La mala educación, por Teodoro Petkoff
La Ley de Educación puede ser vista como una suerte de Sub Constitución. Junto a la del Trabajo, es un texto legal que tiene que ver con la vida prácticamente de toda la gente del país. Quien no es alumno de maternal, kinder, primaria, bachillerato o universidad, es maestro o profesor y también padre, madre o representante.
No es exagerado decir que el ámbito de esa ley cubre a 27 millones de habitantes de este país. Además, el objeto de ella es la mente humana.
Atañe a la formación del ser humano, al desarrollo de las maravillosas potencialidades del cerebro para ejercer el pensamiento. Por lo mismo es un texto legal delicado, que debe contar con el máximo de aprobación, si no de consenso, por parte de quienes son los sujetos de ella, los millones de venezolanos que se educan o educan o tienen que ver con educandos y educadores en su condición de padres.
A una ley de educación no se le puede dar un mateo legislativo, como el que se comenzó a hacer con el proyecto presentado por el gobierno a la Asamblea Nacional.
Introducido entre gallos y medianoche, después de esa simulación de consulta que fue la de convocar a expertos en la materia, para hablar de un texto que nunca fue dado a conocer, haciendo de la «consulta» una fantasmagoría kafkiana en la cual nadie sabía exactamente de qué se estaba hablando, el proyecto AcuñaNavarro, ya salido de la clandestinidad, debería ser objeto, ahora sí, de un vasto y profundo debate nacional.

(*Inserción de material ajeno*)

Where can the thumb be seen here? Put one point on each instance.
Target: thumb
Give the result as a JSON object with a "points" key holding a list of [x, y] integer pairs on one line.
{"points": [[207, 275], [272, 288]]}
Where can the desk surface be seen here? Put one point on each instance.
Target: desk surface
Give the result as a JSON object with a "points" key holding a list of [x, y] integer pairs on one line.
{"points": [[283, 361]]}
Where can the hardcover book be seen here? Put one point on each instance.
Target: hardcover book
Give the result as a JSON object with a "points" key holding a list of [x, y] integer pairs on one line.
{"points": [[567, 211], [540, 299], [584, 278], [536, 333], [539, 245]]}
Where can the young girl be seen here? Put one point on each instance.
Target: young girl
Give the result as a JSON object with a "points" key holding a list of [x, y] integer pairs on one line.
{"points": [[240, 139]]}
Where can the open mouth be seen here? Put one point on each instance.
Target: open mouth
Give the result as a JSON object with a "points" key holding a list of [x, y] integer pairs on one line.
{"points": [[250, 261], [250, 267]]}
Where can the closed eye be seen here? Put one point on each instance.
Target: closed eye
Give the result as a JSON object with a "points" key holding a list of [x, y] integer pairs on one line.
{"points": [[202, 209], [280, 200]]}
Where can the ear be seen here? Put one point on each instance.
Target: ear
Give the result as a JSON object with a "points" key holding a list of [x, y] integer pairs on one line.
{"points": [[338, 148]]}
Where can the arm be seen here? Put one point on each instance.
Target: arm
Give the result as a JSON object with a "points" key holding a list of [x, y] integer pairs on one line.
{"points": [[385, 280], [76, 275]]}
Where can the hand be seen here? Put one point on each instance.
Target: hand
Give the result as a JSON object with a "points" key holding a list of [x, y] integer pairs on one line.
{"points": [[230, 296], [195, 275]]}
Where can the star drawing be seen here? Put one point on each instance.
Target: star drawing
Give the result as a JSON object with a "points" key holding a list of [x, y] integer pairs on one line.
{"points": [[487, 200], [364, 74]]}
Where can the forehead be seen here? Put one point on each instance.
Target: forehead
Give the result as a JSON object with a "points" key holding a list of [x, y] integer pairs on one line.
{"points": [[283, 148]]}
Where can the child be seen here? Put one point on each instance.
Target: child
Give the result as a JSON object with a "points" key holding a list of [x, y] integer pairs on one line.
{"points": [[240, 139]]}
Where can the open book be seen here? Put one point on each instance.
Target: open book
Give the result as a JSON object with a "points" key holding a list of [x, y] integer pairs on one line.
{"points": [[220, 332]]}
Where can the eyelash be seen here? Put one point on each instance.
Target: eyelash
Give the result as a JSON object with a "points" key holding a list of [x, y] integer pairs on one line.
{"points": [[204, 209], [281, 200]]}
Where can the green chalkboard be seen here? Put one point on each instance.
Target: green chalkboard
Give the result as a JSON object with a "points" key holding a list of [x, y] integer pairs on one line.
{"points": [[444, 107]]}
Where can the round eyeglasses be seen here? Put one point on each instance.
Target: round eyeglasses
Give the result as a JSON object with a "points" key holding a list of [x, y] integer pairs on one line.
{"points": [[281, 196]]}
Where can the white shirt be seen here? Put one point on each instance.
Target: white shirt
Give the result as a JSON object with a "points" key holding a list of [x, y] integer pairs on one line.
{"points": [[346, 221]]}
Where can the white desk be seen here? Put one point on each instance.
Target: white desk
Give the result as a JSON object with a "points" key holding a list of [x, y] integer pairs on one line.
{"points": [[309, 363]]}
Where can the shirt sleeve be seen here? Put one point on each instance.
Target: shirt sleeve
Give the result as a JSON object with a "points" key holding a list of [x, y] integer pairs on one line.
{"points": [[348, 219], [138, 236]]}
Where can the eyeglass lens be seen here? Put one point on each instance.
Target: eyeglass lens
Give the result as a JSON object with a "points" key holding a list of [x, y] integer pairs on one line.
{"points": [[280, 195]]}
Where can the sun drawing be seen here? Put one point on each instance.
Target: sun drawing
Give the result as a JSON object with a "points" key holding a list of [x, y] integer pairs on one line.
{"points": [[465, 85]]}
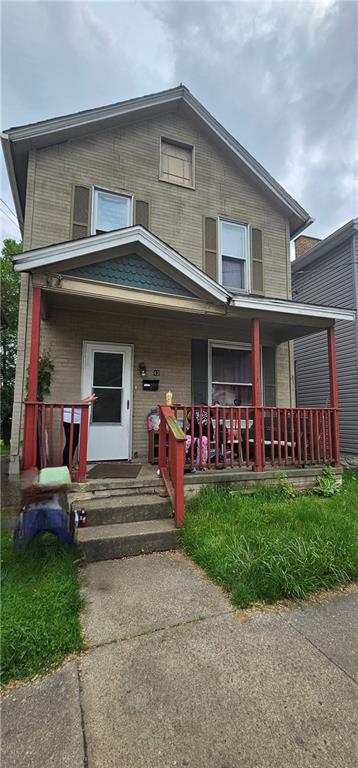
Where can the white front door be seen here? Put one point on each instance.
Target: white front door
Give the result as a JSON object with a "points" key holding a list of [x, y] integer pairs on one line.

Este proyecto, que contiene varios aspectos pasablemente razonables y a partir de los cuales podría avanzarse hacia la fabricación de consensos, contiene también algunos otros bastante polémicos, respecto de los cuales, sin embargo, un debate desprejuiciado podría producir también los acuerdos necesarios para que la ley, una vez aprobada, pueda ser asumida por todo el país.
Aún dentro del clima de conflictividad que se vive hoy -y al cual no son ajenas las últimas iniciativas parlamentarias del gobierno-, es posible, tal como lo muestran los ejemplos de aquella inefable Ley Sapo y de la reciente Ley contra Delitos Mediáticos, que se puedan crear situaciones en las cuales aquellos aspectos más polémicos del proyecto, por lo mismo que afectan la vida de todo el mundo, puedan dar pie a convergencias que superen las distancias políticas y/o ideológicas y produzcan un texto legal en el cual se puedan sentir retratados los distintos y variados intereses que componen el hecho educacional. Basta un ejemplo para señalar aspectos que permitirían compatibilizar ópticas distintas.

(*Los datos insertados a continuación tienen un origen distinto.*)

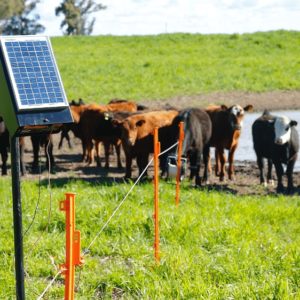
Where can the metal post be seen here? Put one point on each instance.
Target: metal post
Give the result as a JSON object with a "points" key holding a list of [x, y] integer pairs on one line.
{"points": [[156, 195], [72, 246], [17, 215], [180, 141]]}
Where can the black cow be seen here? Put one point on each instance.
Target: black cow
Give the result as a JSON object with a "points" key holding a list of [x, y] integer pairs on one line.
{"points": [[276, 138], [42, 140], [4, 146], [197, 133]]}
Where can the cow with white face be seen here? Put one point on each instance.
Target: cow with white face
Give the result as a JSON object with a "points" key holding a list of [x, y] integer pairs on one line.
{"points": [[227, 123], [276, 139]]}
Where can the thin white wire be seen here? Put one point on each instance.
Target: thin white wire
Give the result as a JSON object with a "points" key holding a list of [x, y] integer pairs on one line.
{"points": [[49, 285], [116, 209], [121, 203], [168, 149]]}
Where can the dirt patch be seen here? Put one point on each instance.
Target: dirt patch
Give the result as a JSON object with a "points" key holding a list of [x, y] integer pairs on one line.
{"points": [[277, 100], [69, 166]]}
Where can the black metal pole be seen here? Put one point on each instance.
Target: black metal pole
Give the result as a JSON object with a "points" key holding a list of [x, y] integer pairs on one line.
{"points": [[17, 213]]}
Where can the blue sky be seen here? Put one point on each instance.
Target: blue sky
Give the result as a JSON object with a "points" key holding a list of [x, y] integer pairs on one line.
{"points": [[136, 17]]}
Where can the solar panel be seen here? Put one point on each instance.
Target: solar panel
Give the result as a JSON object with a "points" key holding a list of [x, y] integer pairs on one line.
{"points": [[33, 72]]}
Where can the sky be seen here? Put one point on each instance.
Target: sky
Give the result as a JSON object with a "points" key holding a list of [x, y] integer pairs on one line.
{"points": [[143, 17]]}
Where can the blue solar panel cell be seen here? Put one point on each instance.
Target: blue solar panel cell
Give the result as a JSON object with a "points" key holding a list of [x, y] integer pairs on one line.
{"points": [[33, 73]]}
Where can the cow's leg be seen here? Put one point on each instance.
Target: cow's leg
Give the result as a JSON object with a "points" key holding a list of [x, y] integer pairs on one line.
{"points": [[49, 154], [107, 152], [89, 151], [118, 152], [142, 160], [35, 148], [279, 173], [4, 157], [269, 174], [209, 170], [84, 151], [197, 171], [206, 162], [128, 157], [217, 163], [260, 164], [22, 149], [64, 134], [222, 157], [230, 160], [97, 149], [289, 173]]}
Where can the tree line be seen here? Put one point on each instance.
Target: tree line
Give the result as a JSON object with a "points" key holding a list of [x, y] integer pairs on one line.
{"points": [[18, 17]]}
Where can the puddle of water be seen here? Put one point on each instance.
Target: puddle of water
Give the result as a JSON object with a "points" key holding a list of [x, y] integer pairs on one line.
{"points": [[245, 149]]}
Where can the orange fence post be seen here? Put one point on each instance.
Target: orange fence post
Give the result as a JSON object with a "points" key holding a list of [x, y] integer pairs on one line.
{"points": [[180, 141], [73, 257], [156, 198]]}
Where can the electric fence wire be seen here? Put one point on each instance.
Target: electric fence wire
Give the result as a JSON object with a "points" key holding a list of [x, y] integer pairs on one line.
{"points": [[49, 285], [86, 251], [107, 222], [39, 198]]}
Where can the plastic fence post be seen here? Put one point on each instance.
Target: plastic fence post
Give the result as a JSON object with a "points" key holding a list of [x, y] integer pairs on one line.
{"points": [[72, 245], [180, 141], [156, 195]]}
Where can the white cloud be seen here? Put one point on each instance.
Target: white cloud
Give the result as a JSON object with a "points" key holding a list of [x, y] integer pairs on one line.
{"points": [[128, 17]]}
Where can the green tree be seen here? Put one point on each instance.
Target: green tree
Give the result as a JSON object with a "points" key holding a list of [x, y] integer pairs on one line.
{"points": [[10, 7], [22, 20], [76, 16]]}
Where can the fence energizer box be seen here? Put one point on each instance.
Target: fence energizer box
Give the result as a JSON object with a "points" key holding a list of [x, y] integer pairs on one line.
{"points": [[32, 96]]}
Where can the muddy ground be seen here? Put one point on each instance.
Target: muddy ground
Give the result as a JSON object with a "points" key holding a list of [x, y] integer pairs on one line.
{"points": [[69, 165]]}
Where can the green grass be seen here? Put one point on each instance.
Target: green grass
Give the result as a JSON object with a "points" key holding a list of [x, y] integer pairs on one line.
{"points": [[213, 246], [100, 68]]}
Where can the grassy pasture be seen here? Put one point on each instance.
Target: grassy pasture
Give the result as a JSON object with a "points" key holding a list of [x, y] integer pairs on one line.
{"points": [[98, 69], [214, 246]]}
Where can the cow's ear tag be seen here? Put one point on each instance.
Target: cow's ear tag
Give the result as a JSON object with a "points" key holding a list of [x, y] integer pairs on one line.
{"points": [[293, 123], [140, 122]]}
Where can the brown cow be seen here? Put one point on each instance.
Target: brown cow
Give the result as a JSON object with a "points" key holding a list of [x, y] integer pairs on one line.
{"points": [[226, 129], [137, 139]]}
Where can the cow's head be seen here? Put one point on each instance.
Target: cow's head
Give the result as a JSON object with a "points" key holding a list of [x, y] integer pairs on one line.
{"points": [[129, 127], [236, 115], [282, 129]]}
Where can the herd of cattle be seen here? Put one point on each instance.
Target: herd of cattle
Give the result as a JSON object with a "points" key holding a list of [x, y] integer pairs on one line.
{"points": [[127, 124]]}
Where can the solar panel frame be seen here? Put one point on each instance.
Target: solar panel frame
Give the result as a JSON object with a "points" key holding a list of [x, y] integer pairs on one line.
{"points": [[35, 81]]}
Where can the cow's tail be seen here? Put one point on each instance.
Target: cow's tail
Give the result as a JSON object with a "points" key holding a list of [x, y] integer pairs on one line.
{"points": [[187, 133]]}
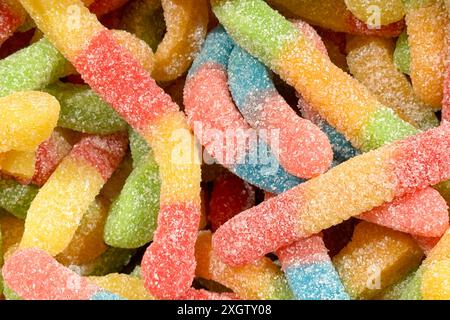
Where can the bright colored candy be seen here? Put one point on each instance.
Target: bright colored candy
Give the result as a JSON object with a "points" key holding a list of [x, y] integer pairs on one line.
{"points": [[32, 68], [12, 16], [123, 285], [259, 280], [58, 208], [402, 55], [342, 148], [332, 14], [370, 61], [48, 155], [357, 114], [11, 229], [82, 110], [310, 272], [213, 115], [426, 27], [113, 260], [358, 185], [230, 196], [101, 7], [87, 242], [145, 19], [423, 213], [35, 275], [303, 150], [19, 164], [133, 215], [436, 271], [23, 113], [119, 79], [376, 258], [16, 198], [377, 12], [186, 22]]}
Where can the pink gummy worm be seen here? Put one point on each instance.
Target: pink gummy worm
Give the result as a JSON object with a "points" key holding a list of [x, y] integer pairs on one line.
{"points": [[102, 152], [35, 275], [208, 103], [417, 162], [9, 22], [423, 213]]}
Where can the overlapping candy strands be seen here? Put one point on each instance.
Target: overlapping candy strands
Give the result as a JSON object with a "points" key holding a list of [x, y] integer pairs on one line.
{"points": [[306, 263], [375, 258], [426, 26], [132, 218], [186, 25], [33, 274], [309, 270], [87, 242], [112, 72], [230, 195], [145, 19], [446, 99], [370, 62], [334, 15], [12, 16], [402, 56], [377, 12], [206, 89], [71, 189], [358, 185], [259, 280], [303, 150], [25, 112], [84, 111], [357, 114], [435, 271], [124, 285]]}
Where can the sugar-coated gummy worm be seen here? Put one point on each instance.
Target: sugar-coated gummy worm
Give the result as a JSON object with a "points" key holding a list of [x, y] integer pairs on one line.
{"points": [[342, 148], [102, 7], [353, 187], [25, 112], [124, 285], [15, 197], [84, 111], [309, 270], [402, 55], [345, 103], [56, 211], [230, 195], [436, 271], [111, 71], [33, 274], [133, 215], [18, 164], [48, 155], [304, 150], [377, 12], [186, 23], [213, 115], [370, 61], [32, 68], [111, 261], [145, 19], [375, 258], [334, 15], [426, 26], [12, 16], [87, 242], [259, 280]]}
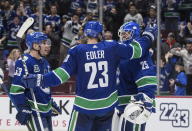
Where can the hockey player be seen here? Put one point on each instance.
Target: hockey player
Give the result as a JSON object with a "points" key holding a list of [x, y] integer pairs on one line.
{"points": [[137, 84], [95, 65], [1, 79], [39, 46]]}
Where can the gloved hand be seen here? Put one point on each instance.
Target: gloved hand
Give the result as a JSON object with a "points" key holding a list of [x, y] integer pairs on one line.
{"points": [[24, 114], [55, 108], [144, 100], [33, 80], [151, 32], [1, 76], [139, 110]]}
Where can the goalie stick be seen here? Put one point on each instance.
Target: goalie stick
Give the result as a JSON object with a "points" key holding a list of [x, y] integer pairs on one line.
{"points": [[25, 26]]}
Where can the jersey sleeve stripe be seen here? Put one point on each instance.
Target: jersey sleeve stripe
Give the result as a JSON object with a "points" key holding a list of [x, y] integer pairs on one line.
{"points": [[15, 89], [61, 74], [137, 50], [124, 100], [73, 121], [147, 80], [41, 107], [96, 103]]}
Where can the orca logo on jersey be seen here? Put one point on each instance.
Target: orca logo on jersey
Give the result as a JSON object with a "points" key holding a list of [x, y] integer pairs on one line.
{"points": [[36, 68]]}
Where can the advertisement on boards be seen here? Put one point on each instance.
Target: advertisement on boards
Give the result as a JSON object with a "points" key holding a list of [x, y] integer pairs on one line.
{"points": [[172, 113]]}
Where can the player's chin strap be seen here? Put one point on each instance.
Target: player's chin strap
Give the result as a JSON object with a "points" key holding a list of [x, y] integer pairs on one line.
{"points": [[139, 110]]}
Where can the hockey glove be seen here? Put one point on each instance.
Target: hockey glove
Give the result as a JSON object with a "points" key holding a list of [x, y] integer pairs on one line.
{"points": [[55, 108], [32, 80], [24, 114], [151, 32], [1, 76], [139, 110]]}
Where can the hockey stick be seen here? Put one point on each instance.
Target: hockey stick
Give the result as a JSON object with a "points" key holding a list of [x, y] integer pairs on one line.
{"points": [[25, 26]]}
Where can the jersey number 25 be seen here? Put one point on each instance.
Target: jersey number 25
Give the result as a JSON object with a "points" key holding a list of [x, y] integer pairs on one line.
{"points": [[93, 68]]}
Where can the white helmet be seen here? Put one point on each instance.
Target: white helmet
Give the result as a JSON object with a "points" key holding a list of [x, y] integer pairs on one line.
{"points": [[136, 113]]}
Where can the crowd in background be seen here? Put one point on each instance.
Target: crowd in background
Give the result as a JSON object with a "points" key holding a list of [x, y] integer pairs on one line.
{"points": [[63, 22]]}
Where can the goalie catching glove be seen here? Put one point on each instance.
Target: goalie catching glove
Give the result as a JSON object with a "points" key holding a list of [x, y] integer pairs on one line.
{"points": [[139, 110]]}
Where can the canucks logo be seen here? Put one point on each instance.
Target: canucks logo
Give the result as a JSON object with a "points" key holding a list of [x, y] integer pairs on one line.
{"points": [[36, 68]]}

En el artículo sobre la autonomía universitaria se sugiere que la elección de las autoridades debe involucrar «en igualdad de condiciones», a profesores, estudiantes, personal administrativo, obreros y egresados.
Así como los periodistas del gobierno consideraron intragable la Ley Ortega Díaz, los universitarios del gobierno sin duda que no dejarán de percibir en esta disposición un propósito político que no sólo mata la autonomía universitaria sino, lo que es mucho más grave, a la universidad como tal. Aprobar una Ley como esta, sin un mínimo consenso es de muy mala educación.